Marcin Malek (also writing under the pen name Martin Smallridge; born 24 February 1975) is a Polish poet, writer, playwright and publicist.

He is also a literature translator to Russian and English (both ways), including press articles in the field of international affairs and cultural releases as well as Russian and English-language poetry along with the letters of Alexander Sergeyevich Pushkin. Published mainly in quarterlies: "Fronda", "Tygiel Kultury", "Akcent" and monthlies: "Nowe Państwo", „Stosunki Międzynarodowe", "Opcja na prawo", "Dziś", Winner of the annual award of "Poetry&Paratheatre" journal (category: Poem of the Year) for year 2012, (work: Bieg – Czyli list do współczesnych / "Run – a letter to the present").

==Life==
Marcin Malek (born 24 February 1975, Warsaw, Poland) is a Polish-Irish writer, poet, essayist, journalist, and editor. He studied International Affairs (Diplomacy) and Customs Administration Services. Since 2006, he has lived in Ireland, where he has been actively engaged in both literary and journalistic work.

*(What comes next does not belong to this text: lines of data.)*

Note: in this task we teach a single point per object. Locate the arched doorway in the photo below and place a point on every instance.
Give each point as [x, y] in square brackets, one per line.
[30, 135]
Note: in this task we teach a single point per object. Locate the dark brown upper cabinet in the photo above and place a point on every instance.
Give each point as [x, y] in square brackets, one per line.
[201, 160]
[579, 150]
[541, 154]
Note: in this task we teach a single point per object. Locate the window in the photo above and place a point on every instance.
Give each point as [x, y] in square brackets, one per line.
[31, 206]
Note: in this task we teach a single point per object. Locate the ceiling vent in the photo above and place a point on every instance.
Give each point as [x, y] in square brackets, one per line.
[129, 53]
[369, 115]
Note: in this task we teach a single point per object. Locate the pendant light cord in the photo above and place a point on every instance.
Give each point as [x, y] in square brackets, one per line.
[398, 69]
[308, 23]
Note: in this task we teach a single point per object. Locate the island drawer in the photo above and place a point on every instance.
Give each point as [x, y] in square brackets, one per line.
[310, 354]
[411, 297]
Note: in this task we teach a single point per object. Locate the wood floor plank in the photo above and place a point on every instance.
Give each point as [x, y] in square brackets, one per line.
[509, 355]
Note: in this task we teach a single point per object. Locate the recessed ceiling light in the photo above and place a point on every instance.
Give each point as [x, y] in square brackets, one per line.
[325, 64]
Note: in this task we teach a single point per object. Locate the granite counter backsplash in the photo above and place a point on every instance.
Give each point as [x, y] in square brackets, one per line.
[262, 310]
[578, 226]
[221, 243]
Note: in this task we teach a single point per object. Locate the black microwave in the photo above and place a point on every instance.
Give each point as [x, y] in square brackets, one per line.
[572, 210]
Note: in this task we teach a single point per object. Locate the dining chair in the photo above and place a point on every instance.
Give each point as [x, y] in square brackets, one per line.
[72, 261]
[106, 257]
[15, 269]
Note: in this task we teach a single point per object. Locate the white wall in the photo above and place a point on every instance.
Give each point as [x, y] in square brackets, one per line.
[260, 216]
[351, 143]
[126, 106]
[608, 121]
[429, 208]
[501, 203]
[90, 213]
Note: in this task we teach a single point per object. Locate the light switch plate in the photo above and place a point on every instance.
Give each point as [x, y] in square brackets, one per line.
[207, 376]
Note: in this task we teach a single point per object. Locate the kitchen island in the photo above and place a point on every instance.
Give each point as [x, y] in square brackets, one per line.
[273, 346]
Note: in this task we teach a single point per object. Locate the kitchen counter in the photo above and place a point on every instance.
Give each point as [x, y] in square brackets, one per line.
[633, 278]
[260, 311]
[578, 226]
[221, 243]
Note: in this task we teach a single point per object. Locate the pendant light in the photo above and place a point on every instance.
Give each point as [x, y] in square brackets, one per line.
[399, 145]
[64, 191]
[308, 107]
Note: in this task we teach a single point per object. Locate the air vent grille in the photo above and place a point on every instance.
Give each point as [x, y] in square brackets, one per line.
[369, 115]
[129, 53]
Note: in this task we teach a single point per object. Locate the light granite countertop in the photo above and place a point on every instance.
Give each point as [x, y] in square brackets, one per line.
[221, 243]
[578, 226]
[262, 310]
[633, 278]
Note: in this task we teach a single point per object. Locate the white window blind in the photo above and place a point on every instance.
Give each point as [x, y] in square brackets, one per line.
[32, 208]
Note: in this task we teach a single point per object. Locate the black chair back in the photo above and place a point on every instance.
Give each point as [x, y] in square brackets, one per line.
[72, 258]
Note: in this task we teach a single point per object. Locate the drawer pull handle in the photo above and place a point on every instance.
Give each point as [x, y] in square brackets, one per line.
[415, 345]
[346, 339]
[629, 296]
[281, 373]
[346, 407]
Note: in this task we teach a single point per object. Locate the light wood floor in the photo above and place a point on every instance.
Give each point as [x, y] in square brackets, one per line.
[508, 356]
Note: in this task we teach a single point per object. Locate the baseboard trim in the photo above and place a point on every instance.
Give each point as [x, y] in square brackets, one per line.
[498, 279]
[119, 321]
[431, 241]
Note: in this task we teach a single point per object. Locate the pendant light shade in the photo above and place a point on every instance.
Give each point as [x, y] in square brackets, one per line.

In 2021, Malek founded and became editor-in-chief of The Irish Field Archery Monthly (TIFAM), a printed periodical dedicated to archery, covering historical, technical, and cultural aspects of the sport. Under his leadership, TIFAM has grown into a significant publication within the Irish and international archery communities.

Additionally, he has served in various roles as a volunteer board member of TIFAM CLG, a registered non-profit organization dedicated to promoting traditional archery in Ireland. He currently serves as the secretary of TIFAM CLG, playing a key role in organizational governance, strategic development, and advocacy efforts. Through his work with TIFAM CLG, Malek has been instrumental in organizing the TIFAM All-Ireland Archery Festival and supporting the development of the National Archery Centre, a long-term project aimed at fostering the sport’s growth in Ireland.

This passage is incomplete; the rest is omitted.